Inspecting and maintaining the ventilation system
Thermal maintenance does not require sophisticated instruments. These are the highest-impact actions:
- Filter cleaning on a fixed schedule. In moderately dusty environments, a monthly check is usually sufficient. In foundries, paint shops or cutting areas, weekly cleaning may be necessary. Document the interval in your preventive maintenance plan.
- Checking fan rotation and airflow. With the controller running, visually confirm that all fans are spinning and that airflow is detectable at the outlets. A stopped fan is diagnosed in seconds.
- Checking air ducts. Poorly routed cables and hoses can block airflow paths inside the cabinet. Make sure cable bundles are not obstructing internal grilles.

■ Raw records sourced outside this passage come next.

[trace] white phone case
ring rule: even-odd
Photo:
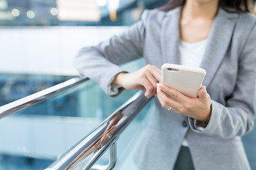
[[[193,98],[197,97],[206,75],[206,71],[202,68],[168,63],[162,65],[161,73],[161,84]]]

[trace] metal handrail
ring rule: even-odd
[[[139,91],[45,170],[90,169],[150,99]],[[115,160],[114,160],[115,162]],[[115,162],[113,163],[114,166]],[[107,166],[105,169],[112,169]],[[100,169],[92,167],[92,169]]]
[[[49,98],[88,79],[89,79],[82,76],[73,78],[55,86],[4,105],[0,107],[0,119]]]

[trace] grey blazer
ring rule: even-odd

- Thermal imaging camera survey. An annual thermographic scan of the control cabinet under normal production conditions reveals hot spots on boards, connections or drives before they trigger an alarm.

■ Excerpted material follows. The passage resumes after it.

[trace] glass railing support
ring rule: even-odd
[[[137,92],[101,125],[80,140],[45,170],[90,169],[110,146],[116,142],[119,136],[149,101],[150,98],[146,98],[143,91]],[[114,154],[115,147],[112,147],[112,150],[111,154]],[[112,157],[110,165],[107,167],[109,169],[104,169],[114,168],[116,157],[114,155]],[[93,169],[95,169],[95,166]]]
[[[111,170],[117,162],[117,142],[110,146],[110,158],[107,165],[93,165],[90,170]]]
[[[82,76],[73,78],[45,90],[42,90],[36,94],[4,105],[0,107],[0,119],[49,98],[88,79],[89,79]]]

- Cabinet ambient temperature. If the cabinet is in a hot environment, consider installing a cabinet air conditioner or relocating the controller to a cooler area. The cost is minimal compared to repairing heat-damaged power electronics.
Manufacturer-specific considerations
ABB
IRC5 and OmniCore controllers use a thermal management system based on redundant fans and sensors distributed across the drive modules. Dirty side grilles are the number-one cause of thermal alarms in high-intensity production environments. See the recommended preventive actions on our ABB robot maintenance service page.
KUKA
On KRC4 and KRC5 systems, the KPP module and the KSP drives are particularly temperature-sensitive. A thermal fault in these modules can be mistaken for an electrical problem if the ventilation condition has not been checked first. For more details on the electrical health of the system, visit our KUKA robot maintenance page.
FANUC
R-30iB and R-30iB Plus controllers feature an easily accessible front-panel purge fan. In environments with coolant mist, the filter can become clogged within a few weeks. Checking this point during routine preventive maintenance rounds is straightforward and high-impact.
When to escalate to the service team
If the thermal alarm persists after cleaning filters and verifying fans, the source is likely internal: a drive with degraded capacitors, an out-of-calibration temperature sensor or a problem with fan speed control. Continuing to operate in these conditions worsens the damage. The right course of action is to document the alarm sequence, the operation-hour log and the ambient conditions, then contact a specialist service team. At PAS Robotics we handle this type of diagnosis for ABB, KUKA and FANUC robots as part of our corrective maintenance services.
Thermal management is one of those areas where prevention has a clear return: a few minutes of inspection and cleaning at regular intervals saves hours of downtime and costly repairs. Include it in your preventive plan and your robots will reward you with availability.